The ‘educrats' are not the only ones to blame for the continuing dismal results, however. There are many in the ‘communities of color' who by their silence are complicit in this wholesale destruction of a generation. Black leaders ought to be outraged. It is very worrisome that they will initiate a march on city hall in defense of a convicted criminal because of some alleged police brutality, but they will not walk a city block to a failing high school to highlight the injustices being perpetrated on our most innocent and vulnerable daily. Each day that these kids are forced to stay in these failing schools is another day that their futures are being stolen from them. The so-called community leaders choose to sit idly by while the minds of these kids are plundered. Such complicity in destroying the futures of these kids is unacceptable. Whether they consciously or unconsciously participate in this immoral act does not matter. The results are the same: it ensures that these leaders will have plenty of criminals to defend down on the steps of city hall.
When the education system fails, especially little black boys, there is another system right there waiting to welcome them in. Prison labor is productive and it does not require a high school diploma. It does not require the ability to read or write and it seems that this present education system is preparing them very well to fit into that system.
I implore you to visit any inner city school where there are large numbers of black kids, before you decide to bring even younger kids into this system. It is a system that turns out inferiorly educated black kids and to simply say that the school system needs to be involved earlier is doing nothing more than blaming the parents for what the education system considers inferior parenting.
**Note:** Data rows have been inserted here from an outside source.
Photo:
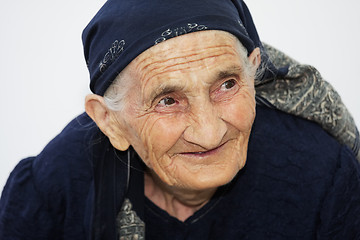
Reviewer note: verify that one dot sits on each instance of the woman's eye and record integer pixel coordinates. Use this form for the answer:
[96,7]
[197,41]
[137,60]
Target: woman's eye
[228,84]
[165,102]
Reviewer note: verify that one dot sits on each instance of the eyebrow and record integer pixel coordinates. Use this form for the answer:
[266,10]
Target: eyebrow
[168,88]
[230,72]
[164,90]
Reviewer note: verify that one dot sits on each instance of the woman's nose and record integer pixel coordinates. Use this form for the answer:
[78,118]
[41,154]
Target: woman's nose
[207,129]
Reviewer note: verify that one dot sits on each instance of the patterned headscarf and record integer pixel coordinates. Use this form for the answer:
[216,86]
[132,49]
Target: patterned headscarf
[122,30]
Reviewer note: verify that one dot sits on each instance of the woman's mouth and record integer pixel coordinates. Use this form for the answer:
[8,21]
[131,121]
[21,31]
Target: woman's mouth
[204,153]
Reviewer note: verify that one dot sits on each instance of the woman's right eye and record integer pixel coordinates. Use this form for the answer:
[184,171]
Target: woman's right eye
[166,102]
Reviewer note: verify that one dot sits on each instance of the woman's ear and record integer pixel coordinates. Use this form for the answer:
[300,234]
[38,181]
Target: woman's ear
[104,118]
[255,59]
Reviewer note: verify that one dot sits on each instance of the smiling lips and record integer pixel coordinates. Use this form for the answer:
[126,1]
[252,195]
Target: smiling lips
[205,153]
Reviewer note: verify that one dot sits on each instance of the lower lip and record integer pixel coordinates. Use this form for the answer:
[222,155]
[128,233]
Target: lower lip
[204,154]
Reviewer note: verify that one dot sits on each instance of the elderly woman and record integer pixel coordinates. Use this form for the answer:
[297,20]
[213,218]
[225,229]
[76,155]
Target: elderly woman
[174,145]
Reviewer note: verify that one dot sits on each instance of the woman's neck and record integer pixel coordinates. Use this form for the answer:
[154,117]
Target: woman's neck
[178,202]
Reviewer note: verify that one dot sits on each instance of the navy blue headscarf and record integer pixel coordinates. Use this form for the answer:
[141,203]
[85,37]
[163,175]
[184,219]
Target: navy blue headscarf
[122,30]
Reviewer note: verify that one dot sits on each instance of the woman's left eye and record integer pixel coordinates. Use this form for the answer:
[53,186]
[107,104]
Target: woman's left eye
[228,84]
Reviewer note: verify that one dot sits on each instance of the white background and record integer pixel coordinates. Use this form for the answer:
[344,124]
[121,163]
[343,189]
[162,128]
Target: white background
[44,78]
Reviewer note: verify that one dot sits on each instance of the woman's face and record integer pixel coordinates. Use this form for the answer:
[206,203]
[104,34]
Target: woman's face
[190,109]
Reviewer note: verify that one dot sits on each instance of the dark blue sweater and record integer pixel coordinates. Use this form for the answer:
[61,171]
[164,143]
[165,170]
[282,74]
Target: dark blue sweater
[298,183]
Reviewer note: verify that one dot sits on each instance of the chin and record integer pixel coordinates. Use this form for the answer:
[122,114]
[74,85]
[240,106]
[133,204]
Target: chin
[210,180]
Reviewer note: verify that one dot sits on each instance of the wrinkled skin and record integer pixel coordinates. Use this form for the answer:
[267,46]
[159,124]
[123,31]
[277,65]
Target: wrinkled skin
[190,109]
[188,114]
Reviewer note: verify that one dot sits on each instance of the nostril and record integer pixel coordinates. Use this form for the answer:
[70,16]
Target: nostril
[207,134]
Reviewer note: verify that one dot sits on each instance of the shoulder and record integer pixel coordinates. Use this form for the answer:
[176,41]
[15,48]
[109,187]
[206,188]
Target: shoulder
[68,155]
[293,137]
[294,151]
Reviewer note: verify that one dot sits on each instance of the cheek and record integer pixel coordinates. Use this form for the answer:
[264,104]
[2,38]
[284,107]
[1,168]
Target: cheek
[240,112]
[157,136]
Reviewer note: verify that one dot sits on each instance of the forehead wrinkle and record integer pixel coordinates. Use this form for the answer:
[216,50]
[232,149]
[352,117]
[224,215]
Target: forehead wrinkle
[148,71]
No matter how you look at it, this racial divide in education is inherently racist. I will concede that the past racial damage to a couple of generations of black kids has been unintentional. However, now that we know that black kids who graduate from high school do so a full four years behind their white counterparts in math and reading abilities, we have moved from unintentional racism to deliberate racism when we demand that these kids stay in this system. To introduce even younger, more impressionable minds to this failed system is immoral.
It should be very clear for all to see that the education bureaucrats are interested in Early Childhood Family Education for only one reason"”the dollars that it brings to the system, not for the children, as they loudly chant.
(Warren D. Grantham is the executive director of the Minnesota Education League.)